Bellingham, Whatcom County move toward new emergency center

THE BELLINGHAM HERALDNovember 27, 2013 

OLYMPICS - BORDER BOUNCEBACK

Sgt. Jeff Beazizo, left, and Lt. Debby Ethredge both of Washington State Patrol talk in the Olympic Coordination Center's communication facility in Bellingham on February 3, 2010. The center was a hub for over 40 agencies on duty 24-hours a day, corresponding to homeland security in relation to the 2010 Winter Olympics in Vancouver, B.C.

MARK MALIJAN — THE BELLINGHAM HERALD Buy Photo

BELLINGHAM - Whatcom County and the city of Bellingham are taking the first steps toward creating a single emergency operations center inside a Port of Bellingham building near the airport.

The building at 3888 Sound Way was overhauled by federal agencies for use as an emergency operations center during the 2010 Winter Olympics in Vancouver, B.C. Now, local governments hope they can take advantage of the federal investment in the 24,000-square-foot space.

The creation of the new emergency center requires city and county councils and port commissioners to approve a 10-year agreement, effective January 2014, that spells out terms of a lease on the building.

That agreement calls for city and county to split an annual lease payment of about $134,000 to the port.

County Executive Jack Louws said the port is a participant in the project and will contribute by charging less than market rate for the building.

The agreement will be on the agenda at the Port Commission Dec. 3, the City Council Dec. 9, and the County Council Dec. 10.

Assuming the three local governments approve, the next step will be small.
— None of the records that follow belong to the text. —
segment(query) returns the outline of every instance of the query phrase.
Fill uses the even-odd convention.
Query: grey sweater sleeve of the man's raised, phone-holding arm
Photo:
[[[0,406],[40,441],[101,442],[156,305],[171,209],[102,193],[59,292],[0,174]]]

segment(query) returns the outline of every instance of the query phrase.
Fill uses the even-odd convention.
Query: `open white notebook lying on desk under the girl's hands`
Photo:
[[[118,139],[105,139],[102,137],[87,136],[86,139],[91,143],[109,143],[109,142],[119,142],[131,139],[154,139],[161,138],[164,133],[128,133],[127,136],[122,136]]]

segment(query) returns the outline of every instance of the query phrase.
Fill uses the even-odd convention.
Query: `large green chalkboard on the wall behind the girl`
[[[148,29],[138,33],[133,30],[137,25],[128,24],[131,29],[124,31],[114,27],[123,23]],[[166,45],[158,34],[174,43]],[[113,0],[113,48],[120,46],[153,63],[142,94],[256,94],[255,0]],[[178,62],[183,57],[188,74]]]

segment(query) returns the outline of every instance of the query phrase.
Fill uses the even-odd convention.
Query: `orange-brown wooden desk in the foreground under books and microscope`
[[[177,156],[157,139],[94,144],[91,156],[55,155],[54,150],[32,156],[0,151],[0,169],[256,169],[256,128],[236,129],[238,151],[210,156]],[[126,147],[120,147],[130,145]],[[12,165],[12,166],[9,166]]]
In early 2014, the city and county employees who now work together on emergency management planning are expected to move into the new space.
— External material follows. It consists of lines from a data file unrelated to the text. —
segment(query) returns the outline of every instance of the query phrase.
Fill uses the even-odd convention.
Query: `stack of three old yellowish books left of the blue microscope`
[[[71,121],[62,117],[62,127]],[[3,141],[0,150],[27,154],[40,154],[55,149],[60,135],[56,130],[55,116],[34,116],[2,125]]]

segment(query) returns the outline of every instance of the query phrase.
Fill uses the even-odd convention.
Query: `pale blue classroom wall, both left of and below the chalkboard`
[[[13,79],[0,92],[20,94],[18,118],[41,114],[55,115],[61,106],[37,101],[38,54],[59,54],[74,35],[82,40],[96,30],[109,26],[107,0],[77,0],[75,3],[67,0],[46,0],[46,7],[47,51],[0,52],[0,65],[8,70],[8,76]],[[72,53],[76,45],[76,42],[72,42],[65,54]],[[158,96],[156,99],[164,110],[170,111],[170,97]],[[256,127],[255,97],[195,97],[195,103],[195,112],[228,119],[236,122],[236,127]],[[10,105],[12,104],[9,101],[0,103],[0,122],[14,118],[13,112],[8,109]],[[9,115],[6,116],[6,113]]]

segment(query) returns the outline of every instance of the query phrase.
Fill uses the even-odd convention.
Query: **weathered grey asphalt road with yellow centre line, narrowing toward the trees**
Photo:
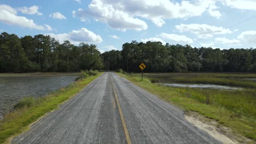
[[[107,72],[11,143],[220,143],[183,111]]]

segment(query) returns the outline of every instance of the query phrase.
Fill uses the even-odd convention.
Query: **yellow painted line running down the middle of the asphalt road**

In the first years of the agreement, the city and county will study the costs of moving countywide fire and police dispatch into the building, along with other emergency operations.

The facilities also would be capable of hosting disaster drills and training. Louws said the county's two oil refineries, BP Cherry Point and Phillips 66, expect to rent the center for that purpose, helping to recover some of the public costs.

Consolidation of all emergency services in the building is still a few years off, and there are no firm estimates of cost. Louws said that although the city and county are not yet committed to making the move, he is confident that it will happen.

"I think it's an exciting opportunity for Whatcom County and all the cities and the port," Louws said.

If city and county officials later decide that the consolidation is unworkable for some reason, they can get out of the building lease after four years.

The city and county also have the right to renew the lease in 10-year increments after the first 10 years are up.

In a press release, Bellingham Mayor Kelli Linville said the city and county work together to plan for and respond to emergencies, and their emergency experts share office space, but both agencies have been working with inadequate space and equipment.

"We have a strong emergency management partnership and have taken many positive steps forward," Linville said. "Working together in an adequately sized, well-equipped facility will enhance our ability to effectively respond to natural disasters and other major events that threaten lives and property."